Understanding why “100000” and 100000 are not equal… and a deep dive into the factor logic of RLang.

Introduction

Why was I even working with RLang? That’s a good question! The data scientists that I worked with were all quite familiar with the language and were quite happy with the performance of a particular ML algorithm implementation in RLang.

Backstory

In most model training environments you will have data which will need to be transformed into factors. What does this mean?
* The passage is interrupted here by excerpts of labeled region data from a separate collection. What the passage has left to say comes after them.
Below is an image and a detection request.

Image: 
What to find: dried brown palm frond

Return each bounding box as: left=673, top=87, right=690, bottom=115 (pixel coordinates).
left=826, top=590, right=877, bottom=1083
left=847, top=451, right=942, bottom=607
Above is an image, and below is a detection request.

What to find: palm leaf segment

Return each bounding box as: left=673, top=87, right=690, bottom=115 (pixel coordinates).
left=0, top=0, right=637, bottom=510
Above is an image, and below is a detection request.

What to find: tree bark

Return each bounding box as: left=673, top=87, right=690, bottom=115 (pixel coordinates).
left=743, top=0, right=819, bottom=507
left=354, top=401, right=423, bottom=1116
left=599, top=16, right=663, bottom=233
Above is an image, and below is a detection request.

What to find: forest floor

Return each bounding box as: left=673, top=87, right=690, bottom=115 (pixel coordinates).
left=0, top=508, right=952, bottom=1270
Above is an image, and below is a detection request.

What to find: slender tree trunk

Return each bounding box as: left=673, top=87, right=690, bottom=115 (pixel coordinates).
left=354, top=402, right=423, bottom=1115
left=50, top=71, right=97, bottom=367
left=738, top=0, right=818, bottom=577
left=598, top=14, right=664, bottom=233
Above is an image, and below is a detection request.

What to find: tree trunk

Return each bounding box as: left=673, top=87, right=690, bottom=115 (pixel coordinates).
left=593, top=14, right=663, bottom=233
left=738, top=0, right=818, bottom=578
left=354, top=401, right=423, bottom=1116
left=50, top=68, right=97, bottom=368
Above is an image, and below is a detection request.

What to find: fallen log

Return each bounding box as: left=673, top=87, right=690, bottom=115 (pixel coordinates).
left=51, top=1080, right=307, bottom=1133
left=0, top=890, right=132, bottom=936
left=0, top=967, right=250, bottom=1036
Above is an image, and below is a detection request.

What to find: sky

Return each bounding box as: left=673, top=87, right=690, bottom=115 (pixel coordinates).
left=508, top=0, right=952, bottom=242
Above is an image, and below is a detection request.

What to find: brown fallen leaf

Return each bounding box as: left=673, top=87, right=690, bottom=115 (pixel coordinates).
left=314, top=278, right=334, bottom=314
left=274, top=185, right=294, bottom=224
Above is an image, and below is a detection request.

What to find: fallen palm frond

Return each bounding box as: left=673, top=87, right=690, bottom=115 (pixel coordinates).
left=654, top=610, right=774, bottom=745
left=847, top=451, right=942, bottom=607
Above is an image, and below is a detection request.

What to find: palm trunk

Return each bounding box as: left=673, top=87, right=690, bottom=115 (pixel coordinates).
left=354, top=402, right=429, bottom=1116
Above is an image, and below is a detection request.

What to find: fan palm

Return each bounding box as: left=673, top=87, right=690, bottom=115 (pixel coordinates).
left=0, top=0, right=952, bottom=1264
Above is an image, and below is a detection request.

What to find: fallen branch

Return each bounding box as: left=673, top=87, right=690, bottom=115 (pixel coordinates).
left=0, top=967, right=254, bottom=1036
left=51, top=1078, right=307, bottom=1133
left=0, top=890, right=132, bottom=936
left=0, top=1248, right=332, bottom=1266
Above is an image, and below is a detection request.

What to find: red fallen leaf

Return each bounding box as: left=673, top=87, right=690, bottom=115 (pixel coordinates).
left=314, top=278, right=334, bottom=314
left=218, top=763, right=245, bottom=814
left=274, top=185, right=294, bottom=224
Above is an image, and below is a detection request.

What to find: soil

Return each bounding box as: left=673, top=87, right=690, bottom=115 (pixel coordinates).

For categorical data types to help the model capture the differences in features correctly they are assigned a factor - all of them being on the same order of magnitude, and having a few other characteristics, such as improving data storage required.

In our case we had a big data frame with a few columns that contain categorical data, such as day-of-week, month and a zone_id column, which we want to transform into factors.

df <- data.table(
  dow = c("Mon", "Tue", "Mon", "Fri"),
  zone = c(100, 100, 101, 200),
  x = 1:4
)

Transforming dow into a factor we would have to do the following:

df$dow_factor <- factor(df$dow, levels=unique(df$dow))

This works fine for character or string data types, however, when you want to transform zone_id into a factor, well…

Let the fun begin!

In our particular case, we wanted to include a fallback value of 0 in our levels. So our transformation code would be:

df$zone_factor <- factor(df$zone, levels=c(0, unique(df$zone)))

This would seem like perfectly fine code that should work - to the untrained eye. From here on I will go very deep into the inner workings of how factor and data types work in this particular case - if you just want to see the TL;DR - browse to the end.

In R when you type 0 in your code you don’t get a value of type integer rather you get a numerical. Why is this problematic? Because, under the hood, deep in the C code that transforms numerical into string there’s something which does not correctly transforms them back to string. This means that match("100000", 100000L) == TRUE, because the 2nd value is now an integer which gets correctly transformed back into a string.

How we stumbled into this

However, little did we know thatclass(0) == numerical, class(unique(df$zone)) == integer, however calling c will cast all of the following values to the type of the first value in the list; meaning that class(c(0, unique(x))) == numerical. Under the hood factor calls match to find the value in the levels that matches the current array element. factor has some code that eventually ends up transforming the current array element into a character data type (by calling as.character).

This means we were now in a position where we were calling match(<character>, <numerical>), and this is how we found out that is.na(match("100000", 100000)) == TRUE, meaning no match.

Lesson learnt

Do not use factor(<type>, levels=<other_type>) or match(<type>, <other_type>) and strive to use factor(<character>, levels=<character>) or R somehow find a way to change your data types into character, but not do this consistently and you’ll end up in a similar debugging nightmare.

Code to exemplify the issue with match:

> is.na(match("100000", 100000))
[1] TRUE
> is.na(match("100001", 100001))
[1] FALSE
> is.na(match("100000", 100000L))
[1] FALSE

First two comparisons is between character and numeric - and no match is found, whilst the 3rd comparison is between character and integer and a match is found. I have not tested this extensively but I found that all multiples of 100k are facing this problem…

I’m sure someone braver than me will dive deeper and understand this problem!